Annual Meeting : April 14, 2022

Jim Fitterling, Chairman and Chief Executive Officer’s total compensation for 2021 was $24,858,892. Every element of his compensation – salary, stock awards, stock options, and bonus – increased somewhat. None of the increases were at a particularly high rate, but cumulatively (and with a pension value increase of more than $4 million) they resulted in a 12 percent increase at a company with an already highly paid CEO. 

I want to call particular attention to an element of the annual bonus. The 2021 Performance Award is equal to an individual’s target award (in the case of the CEO 175% of salary) multiplied by the performance related to Operating EBIT, Free Cash Flow and ESG metrics. The payout is adjusted by the individual performance factor.

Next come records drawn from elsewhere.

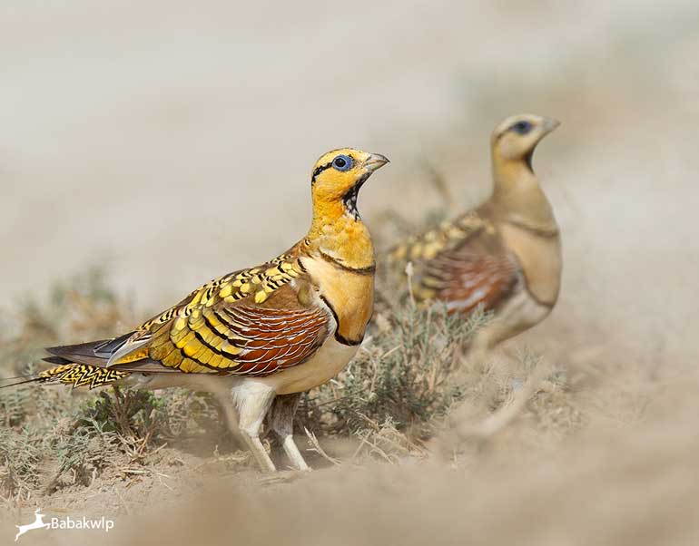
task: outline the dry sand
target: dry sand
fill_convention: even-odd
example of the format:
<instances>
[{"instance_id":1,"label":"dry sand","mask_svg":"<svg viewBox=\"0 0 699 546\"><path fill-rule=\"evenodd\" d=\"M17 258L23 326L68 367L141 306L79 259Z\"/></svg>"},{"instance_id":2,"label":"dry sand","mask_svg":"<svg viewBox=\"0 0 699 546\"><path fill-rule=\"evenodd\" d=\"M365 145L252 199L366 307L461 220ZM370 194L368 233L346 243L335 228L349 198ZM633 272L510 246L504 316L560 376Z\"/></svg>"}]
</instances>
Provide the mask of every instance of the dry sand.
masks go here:
<instances>
[{"instance_id":1,"label":"dry sand","mask_svg":"<svg viewBox=\"0 0 699 546\"><path fill-rule=\"evenodd\" d=\"M117 514L108 540L23 542L699 542L695 3L2 11L8 301L103 261L140 308L164 307L300 235L310 166L341 145L393 161L360 200L387 241L385 210L418 219L439 205L424 161L472 204L487 190L495 122L555 115L563 125L535 167L564 232L562 297L505 348L567 370L586 422L561 439L523 419L458 469L327 469L272 486L182 471L177 499L164 486L86 498L86 512Z\"/></svg>"}]
</instances>

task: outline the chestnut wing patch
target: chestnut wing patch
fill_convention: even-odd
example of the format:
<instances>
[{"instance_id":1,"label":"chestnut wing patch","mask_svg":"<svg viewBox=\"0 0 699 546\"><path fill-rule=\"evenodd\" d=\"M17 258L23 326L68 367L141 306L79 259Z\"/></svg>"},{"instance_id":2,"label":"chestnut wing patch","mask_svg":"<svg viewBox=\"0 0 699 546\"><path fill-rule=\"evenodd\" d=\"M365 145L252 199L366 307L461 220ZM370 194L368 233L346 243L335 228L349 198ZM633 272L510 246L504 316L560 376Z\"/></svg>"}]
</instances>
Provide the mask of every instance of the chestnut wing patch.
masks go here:
<instances>
[{"instance_id":1,"label":"chestnut wing patch","mask_svg":"<svg viewBox=\"0 0 699 546\"><path fill-rule=\"evenodd\" d=\"M312 356L330 320L320 308L203 307L154 331L149 357L185 373L266 375Z\"/></svg>"},{"instance_id":2,"label":"chestnut wing patch","mask_svg":"<svg viewBox=\"0 0 699 546\"><path fill-rule=\"evenodd\" d=\"M418 291L446 301L452 310L470 312L478 305L494 309L517 282L517 264L504 253L444 252L426 265Z\"/></svg>"}]
</instances>

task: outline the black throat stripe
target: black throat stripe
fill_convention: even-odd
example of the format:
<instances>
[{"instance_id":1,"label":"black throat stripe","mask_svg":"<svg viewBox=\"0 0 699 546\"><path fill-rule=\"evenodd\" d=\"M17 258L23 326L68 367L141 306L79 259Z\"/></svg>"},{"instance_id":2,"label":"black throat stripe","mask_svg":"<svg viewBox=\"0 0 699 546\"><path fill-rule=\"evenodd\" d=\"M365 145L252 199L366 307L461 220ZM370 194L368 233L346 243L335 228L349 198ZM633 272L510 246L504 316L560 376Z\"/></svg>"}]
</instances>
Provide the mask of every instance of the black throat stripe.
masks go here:
<instances>
[{"instance_id":1,"label":"black throat stripe","mask_svg":"<svg viewBox=\"0 0 699 546\"><path fill-rule=\"evenodd\" d=\"M328 299L325 297L325 296L320 296L320 299L323 300L323 303L328 306L328 308L330 310L330 313L332 313L332 317L335 319L335 339L338 340L338 343L341 343L342 345L346 345L349 346L354 346L357 345L359 345L362 340L364 339L364 334L362 334L361 337L359 339L348 339L344 336L341 336L340 334L340 318L338 317L338 314L335 312L335 309L332 308L332 306L330 305L330 302L328 301Z\"/></svg>"},{"instance_id":2,"label":"black throat stripe","mask_svg":"<svg viewBox=\"0 0 699 546\"><path fill-rule=\"evenodd\" d=\"M350 268L350 266L346 266L345 264L339 262L337 259L332 258L332 256L326 254L322 250L320 250L320 252L323 259L330 262L333 266L336 266L340 269L344 269L345 271L357 273L357 275L373 275L376 272L376 264L371 264L366 268Z\"/></svg>"}]
</instances>

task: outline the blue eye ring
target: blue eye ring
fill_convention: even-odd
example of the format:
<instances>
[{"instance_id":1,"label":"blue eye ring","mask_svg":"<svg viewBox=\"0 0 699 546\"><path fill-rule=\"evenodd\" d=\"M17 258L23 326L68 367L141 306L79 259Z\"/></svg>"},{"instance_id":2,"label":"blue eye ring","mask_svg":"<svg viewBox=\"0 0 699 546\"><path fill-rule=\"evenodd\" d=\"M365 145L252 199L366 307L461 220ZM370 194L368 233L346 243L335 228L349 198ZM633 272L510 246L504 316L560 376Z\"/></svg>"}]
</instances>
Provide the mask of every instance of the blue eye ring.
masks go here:
<instances>
[{"instance_id":1,"label":"blue eye ring","mask_svg":"<svg viewBox=\"0 0 699 546\"><path fill-rule=\"evenodd\" d=\"M529 122L521 121L515 123L512 127L510 127L510 131L514 131L517 134L527 134L534 128L534 125L532 125Z\"/></svg>"},{"instance_id":2,"label":"blue eye ring","mask_svg":"<svg viewBox=\"0 0 699 546\"><path fill-rule=\"evenodd\" d=\"M342 153L336 155L335 159L332 160L332 168L341 172L350 171L353 165L354 161L352 161L352 158Z\"/></svg>"}]
</instances>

This year’s total bonus payout of 177 percent may reflect targets that were likely set too low. During 2020 the company failed to meet some of these goals. There was no payout for the operating EBIT portion of the bonus where target bonus was $4.5 billion and action operating EBIT was $2.7 billion. This year, the target was set lower than the prior target at $3.5 billion. Dow, like many companies, had a good performance year and actual operating EBIT was $9.53 billion. That component of the 2021 bonuses paid out at 200 percent. But shareholders and board members alike should ask themselves if it truly was that the executives performed better than they were expected to or whether the economy and industry did better than expected. In cases where it was the latter, then paying bonus above target is neither necessary nor appropriate.

Shareholders will also vote on a proposal at the company calling for the positions of CEO and Chair to be separate. In general, such proposals have seen support grow over the past few years, and the company also has filed a proxy supplement urging shareholders to vote against it. Part of the reason shareholders support the separation of these functions is to create effective oversight of the CEO, including the CEO’s compensation. An ISS study on board structure and CEO pay found that “The fact that, on average, a CEO's pay is generally higher when that post is held in conjunction with the board chair role or with an insider chairman provides some confirmation to suspicions that insiders are not the best monitors of shareholder interests in the board room, at least as measured by CEO pay.”

 

Voting for this shareholder proposal and against the compensation proposals would both be ways to address the excessive pay at Dow.